After the child completes the “meal”, the mother finishes the “meal” with relish. Through the game to achieve the educational effect.
2. Break down the task and show the child
Children may find it difficult to do housework that they have never been exposed to before, and it is normal for them to shrink back. At this time, the task can be broken down and demonstrated to the children. For example, children don’t know how to wash clothes. They can divide the laundry into seven steps: take the clothes to the washing machine, separate the colored clothes, put the clothes in the washing machine, pour the laundry liquid, turn on the washing machine, take the clothes out, and air the clothes. Let the children participate in the links within their ability range, demonstrate the patience to the children, and encourage the children to participate.

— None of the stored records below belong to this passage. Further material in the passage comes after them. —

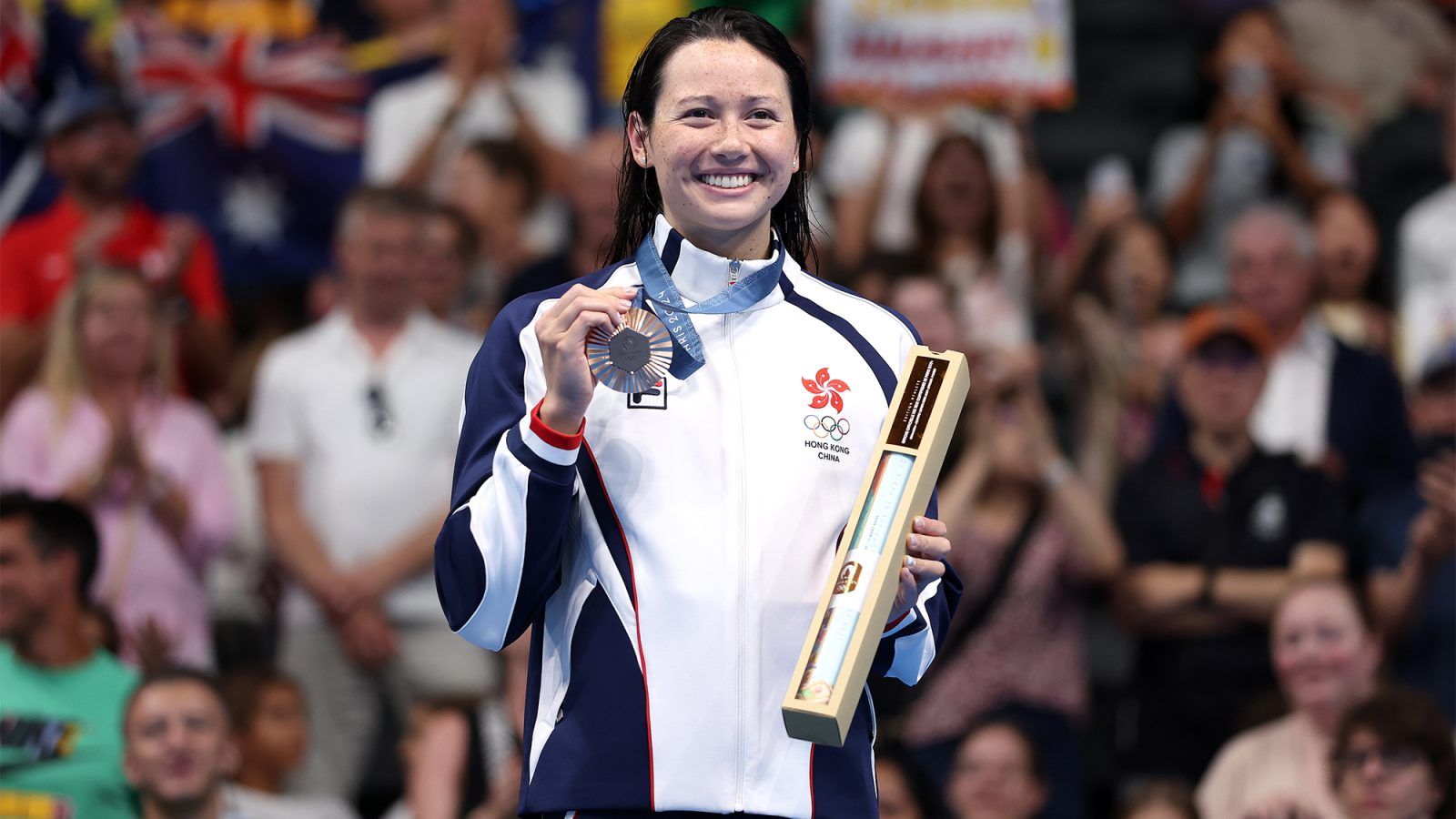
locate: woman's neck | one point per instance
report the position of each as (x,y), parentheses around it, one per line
(114,390)
(749,244)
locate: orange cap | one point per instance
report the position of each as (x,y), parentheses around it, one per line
(1227,319)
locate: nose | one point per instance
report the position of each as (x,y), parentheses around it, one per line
(732,145)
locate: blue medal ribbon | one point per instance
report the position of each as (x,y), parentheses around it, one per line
(660,295)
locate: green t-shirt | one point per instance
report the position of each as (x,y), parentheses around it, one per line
(60,739)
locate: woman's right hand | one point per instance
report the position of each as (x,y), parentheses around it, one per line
(562,337)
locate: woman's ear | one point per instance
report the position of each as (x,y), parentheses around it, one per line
(637,137)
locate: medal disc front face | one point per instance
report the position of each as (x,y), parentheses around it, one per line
(635,356)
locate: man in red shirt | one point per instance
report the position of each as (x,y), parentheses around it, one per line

3. Special labor tools for children
In order to improve the enthusiasm of children to participate in domestic work, mothers can buy labor appliances that meet the size of children. For example, small apron, gloves, vegetable basket, dishwasher, etc. can make children pay more attention to housework.
4. “Help” from children
Smart parents know that the best way to encourage their children to do something is to send a “SOS” signal to their children. For example, “Dad will be off work soon, can you help me pick vegetables? So we can prepare meals and wait for dad before he comes back.”. To ask for help from children more often can not only help children acquire more labor skills, but also promote parent-child feelings and foster children’s sense of responsibility in common labor.
5. Housework should not be used as a means of punishing children
Many parents will take housework as the result of punishing their children. For example, if their children do not obey, they will be punished by sweeping the floor. This will deepen children’s aversion to housework. So if you want your child to develop the habit of loving work, don’t punish him easily to do some housework.
[what do mom say]
I don’t know if you will have such a puzzle: is it a bit “abusive” to let children participate in family affairs when they are only one or two years old? I don’t think so at all! Because we don’t want to let children share housework, but we are cultivating her ability. In fact, the amount of housework a child can share is very small, but she has learned a lot.